Extract Text from PDF in ASP.NET using Aspose.PDF - cannot read special characters

Hello,

We are using Aspose.PDF for ASP.NET Core and we could not extract/read special characters from a Croatian PDF.

Code we are using:

using Aspose.Pdf;
using Aspose.Pdf.Text;
using System.IO;

namespace AsposeTest
{
class Program
{
static void Main(string[] args)
{
AsposeConfiguration.ConfigureLicense();
string dataDir = @".\TestCases";
foreach (string file in Directory.EnumerateFiles(dataDir, “*.pdf”))
{
Document pdfDocument = new Document(file);
//create TextAbsorber object to extract text
TextAbsorber textAbsorber = new TextAbsorber();
//accept the absorber for all the pages
pdfDocument.Pages.Accept(textAbsorber);
//get the extracted text
string extractedText = textAbsorber.Text;
// create a writer and open the file
string fileName = Path.ChangeExtension(file, “txt”);
TextWriter tw = new StreamWriter(dataDir + “\PDFtoText\” + Path.GetFileName(fileName));
// write a line of text to the file
tw.WriteLine(extractedText);
// close the stream
tw.Close();
}
}
}
}

HR-Edited-7bf68347-7210-4305-9b5f-7992597ec3ce.pdf (65.8 KB)

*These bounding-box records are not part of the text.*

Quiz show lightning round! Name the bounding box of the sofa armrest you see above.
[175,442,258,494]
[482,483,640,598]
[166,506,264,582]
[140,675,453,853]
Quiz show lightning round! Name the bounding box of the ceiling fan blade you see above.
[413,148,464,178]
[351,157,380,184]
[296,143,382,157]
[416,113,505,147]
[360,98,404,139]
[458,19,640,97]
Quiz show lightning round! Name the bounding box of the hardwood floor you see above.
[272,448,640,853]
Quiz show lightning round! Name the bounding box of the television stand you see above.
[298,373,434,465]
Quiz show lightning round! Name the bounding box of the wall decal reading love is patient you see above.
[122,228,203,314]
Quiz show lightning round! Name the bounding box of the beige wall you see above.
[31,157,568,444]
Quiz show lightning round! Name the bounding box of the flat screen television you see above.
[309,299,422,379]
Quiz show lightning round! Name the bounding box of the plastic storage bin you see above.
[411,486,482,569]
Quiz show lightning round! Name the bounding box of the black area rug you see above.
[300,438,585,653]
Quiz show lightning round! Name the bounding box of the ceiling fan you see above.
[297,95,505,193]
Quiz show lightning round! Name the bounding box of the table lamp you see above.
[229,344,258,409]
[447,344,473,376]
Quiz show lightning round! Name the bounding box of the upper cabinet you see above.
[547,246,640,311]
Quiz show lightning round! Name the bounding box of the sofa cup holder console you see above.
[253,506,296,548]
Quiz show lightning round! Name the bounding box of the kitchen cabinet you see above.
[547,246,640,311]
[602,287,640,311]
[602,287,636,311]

I am attaching the PDF sample.

The text is exported from the Aspose Text absorber as following:

HR-Edited-7bf68347-7210-4305-9b5f-7992597ec3ce.zip (258 Bytes)

Thank you

@Panagiotis_Biris_gr_ey_com

I have observed your comments. For further investigation, can you please share which version of .NET core you are using.

Hi Adnan, Thank you for the prompt response. We are using .NET Core 2.2 .

@Panagiotis_Biris_gr_ey_com,

Thanks for sharing further details.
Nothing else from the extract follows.